Car­to­gra­phie de la vio­lence in­fras­truc­tu­relle à Gaza

Le Funambule

Léopold Lambert met ici en perspective deux types de violences qui se jouent à Gaza, la violence spectaculaire ou militaire, et la violence "normale", c'est-à-dire celle que subissent quotidiennement 1,8 million de Gazaouis en raison d'une dépendance énergétique, en fuel et en électricité, ou d'un manque de médicaments

Date de publication
03-09-2014
Revision
25-10-2015

Alors qu’une grande partie de la presse européenne s’efforce de préserver l’imaginaire d’une réciprocité de la violence, il convient de souligner ce qui empêche fondamentalement d’établir une telle symétrie : la violence infrastructurelle que les habitants de la bande de Gaza subissent de manière quotidienne. S’attacher à décrire seulement la violence spectaculaire et sa justification démagogique comporte un risque : celui de souhaiter un retour à la normale, c’est-à-dire un retour à la violence « normale ». La carte que j’ai réalisée après les trois premiers jours du nouveau siège sur Gaza met en perspective la violence « exceptionnelle » et la violence « normale », celle du quotidien des 1,8 million de Palestiniens qui vivent dans ce qui a été appelé « la plus grande prison du monde ».

La bande de Gaza est entourée de murs dont l’approche est contrôlée par des mitrailleuses télécommandées. Côté mer, l’accès est restreint au strict minimum (6 milles nautiques des côtes). Le territoire de Gaza est souvent décrit comme l’un des plus densément peuplés au monde. Deux facteurs expliquent cette densité : l’impossibilité d’une quelconque extension territoriale, et le fait que trois quarts de la population gazaouie sont des réfugiés forcés de quitter le territoire alloué à Israël en 1947. 

La particularité de l’enclave palestinienne par rapport à la Cisjordanie s’est cristallisée en 2005, lorsque le gouvernement d’Ariel Sharon y a ordonné le « désengagement » de toute présence militaire et civile israélienne. Une douzaine de colonies ont été évacuées puis démolies dans le but de ne laisser aucune infrastructure qui pourrait être utilisée par les Palestiniens. A cet égard, il convient de signaler le travail du collectif Decolonizing Architecture Art Residency (Sandi Hilal, Alessandro Petti et Eyal Weizman), qui a travaillé sur une spéculation urbaine d’un tel désengagement au sein de la Cisjordanie. N’ayant plus à s’inquiéter d’une quelconque présence israélienne dans la bande de Gaza, les gouvernements israéliens ont depuis conduit quatre sièges qui ont tué plus de 2 200 Palestiniens depuis 2006 (22 Israéliens sont également morts au cours de ces sièges). 

L’alimentation en électricité et en fuel de l’enclave est dépendante du bon vouloir d’Israël, qui lui fournit les trois quarts de sa consommation – le reste étant produit par la centrale locale et importé d’Egypte – qui n’atteint elle-même qu’un tiers de ce qu’elle devrait être pour que les structures gazaouies fonctionnent normalement. Comme l’atteste bon nombre de rapports officiels, une telle dépendance énergétique permet au gouvernement israélien de « doser » l’apport d’électricité à Gaza au seuil au-dessous duquel une catastrophe humanitaire se produirait.
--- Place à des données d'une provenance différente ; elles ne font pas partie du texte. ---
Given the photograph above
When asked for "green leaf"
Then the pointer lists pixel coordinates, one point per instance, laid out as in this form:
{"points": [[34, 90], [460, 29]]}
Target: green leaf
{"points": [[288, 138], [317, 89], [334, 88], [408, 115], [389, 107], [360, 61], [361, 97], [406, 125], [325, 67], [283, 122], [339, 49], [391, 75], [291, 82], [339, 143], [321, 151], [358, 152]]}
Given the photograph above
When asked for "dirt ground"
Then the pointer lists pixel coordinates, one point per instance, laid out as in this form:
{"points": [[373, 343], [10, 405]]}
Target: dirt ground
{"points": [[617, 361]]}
Gaza n’est donc pas seulement un laboratoire pour l’armée israélienne qui y teste son nouvel arsenal – ce fut le cas durant l’opération « Plomb durci » en janvier 2009 et cela semble être à nouveau le cas ces derniers jours – elle constitue également un laboratoire d’ordre sociologique qui expérimente au niveau infrastructurel sur l’ensemble d’une population.

Le domaine qui recoupe l’infrastructurel et le militaire est celui des hôpitaux gazaouis. 40 % de la liste de médicaments essentiels établie par l’Organisation mondiale de la santé manquent dans leurs stocks. Cette carence se fait cruellement sentir durant les bombardements israéliens : de nombreux blessés succombent, en l’absence de traitement adéquat. Que cette seconde vague de violence, moins visible mais tout aussi opérationnelle, soit intentionnelle ou non n’a pas d’importance, puisque les effets dévastateurs opèrent au-delà des intentions. 
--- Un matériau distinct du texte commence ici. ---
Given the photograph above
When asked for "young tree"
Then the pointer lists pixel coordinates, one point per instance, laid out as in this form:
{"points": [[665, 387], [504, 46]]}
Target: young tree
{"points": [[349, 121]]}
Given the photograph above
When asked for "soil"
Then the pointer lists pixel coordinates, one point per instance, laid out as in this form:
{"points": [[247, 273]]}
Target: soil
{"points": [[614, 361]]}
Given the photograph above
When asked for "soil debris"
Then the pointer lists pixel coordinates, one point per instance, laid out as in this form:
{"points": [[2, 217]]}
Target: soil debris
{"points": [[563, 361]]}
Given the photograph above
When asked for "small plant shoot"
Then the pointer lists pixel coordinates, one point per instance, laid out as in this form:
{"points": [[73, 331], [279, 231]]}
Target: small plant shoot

La violence infrastructurelle « normale » n’est pas essentiellement différente de la violence militaire. Une attaque de drones dans un camp de réfugiés et un arrêt d’approvisionnement en électricité ne déploient pas la même intensité de nuisance, mais ils constituent tous deux des actes de guerre dont les victimes sont immanquablement civiles. 

L’issue pacifique tant espérée ne pourra pas faire l’impasse sur une prise en compte de cette autre violence, dont on parle si peu.